1985) Most cases of ICH involve brain regions commonly affected

1985). Most cases of ICH involve brain regions commonly affected in hypertensive ICH (Ho et al. 2009). Histopathological evidence support that repeated amphetamine abuse can result in blood vessel injury, leading to vessel wall necrosis, microinfarcts in small vessels, and atherosclerosis (McGee et al. 2004; Ho et al. 2009). Amphetamine-related SAHs mostly frequently Inhibitors,research,lifescience,medical report underlying aneurysms (Ho et al. 2009; Kaku and Lowenstein 1990). Ecstasy Ecstasy is a nonspecific name for a variety of

“designer drugs” used mainly by young adults. They are derivatives of amphetamine. The majority of Ecstasy in use is 3,4-methylenedioxymeth-amphetamine, or MDMA, N-ethyl-3,4-methylenedioxyamphetamine or MDEA (sometimes called “Eve”), or 3.4-methylenedioxyamphetamine (MDA). Recent epidemiological Inhibitors,research,lifescience,medical data indicate that Ecstasy use is increasing among college students (Strote et al. 2002). Pathophysiology Though Ecstasy is derivative of amphetamine, the drug more closely resembles the hallucinogen mescaline, rendering it to be a blend of hallucinogenic and catecholaminergic effects. Ecstasy increases the release of, and inhibits Inhibitors,research,lifescience,medical the reuptake of, serotonin

and norephinephrine, with lesser effects on dopamine. The toxicity, time course, and intensity of reaction can differ significantly between preparations. The drug is usually ingested in pill form, metabolized by the liver, and generally achieves peak concentration in the blood approximately two hours after ingestion. Ecstasy and CHIR-258 in vitro stroke There are no epidemiological studies specifically studying the incidence

of Ecstasy-related strokes. There are a small number of case studies of both ischemic and hemorrhagic strokes occurring within hours of ingestion of Ecstasy Inhibitors,research,lifescience,medical (Hughes et Inhibitors,research,lifescience,medical al. 1993; Harries and De Silva 1992; Gledhill et al. 1993; Manchanda and Connolly 1993; Hanyu et al. 1995; Kalant 2001; Auer et al. 2002). Mechanisms of stroke The vascular distribution of AISs related to Ecstasy use is variable. The possible etiologies of MDMA-induced stroke are similar to those of cocaine- and amphetamine-related strokes.

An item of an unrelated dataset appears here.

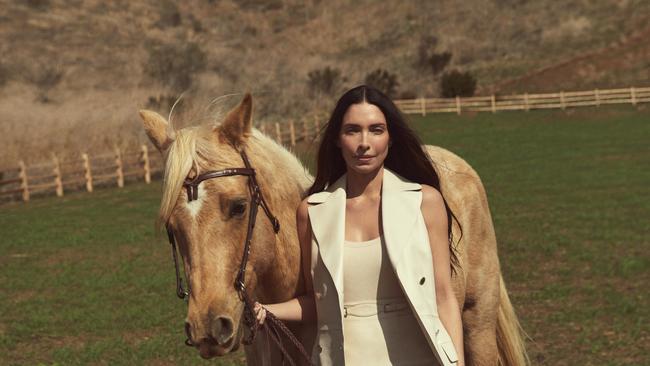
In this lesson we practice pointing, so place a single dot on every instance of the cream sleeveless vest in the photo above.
(407, 244)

Cardiac arrhythmias, have been implicated in Ecstasy-related cardiac death, and are potential causes of Ecstasy-related stroke via cardioembolism (Hughes et al. 1993). Cardiomyopathy has also been described in Ecstasy users and is associated with congestive heart failure, arrhythmia, Sitaxentan and stroke. After exposure to Ecstasy, vasospasm and necrosis have been observed in the vasculature of the globus pallidus and occipital cortex, making damage from AIS most likely in these areas (Reneman et al. 2000; Rojas et al. 2005; Hagan and Burney 2007). Damage to the vessel walls over time from chronic vasospasm and necrosis may also lead to both thrombosis and aneurysmal dilatation of cerebral vessels. This can then lead to AIS, ICH, or SAH (Kalant 2001; Auer et al. 2002).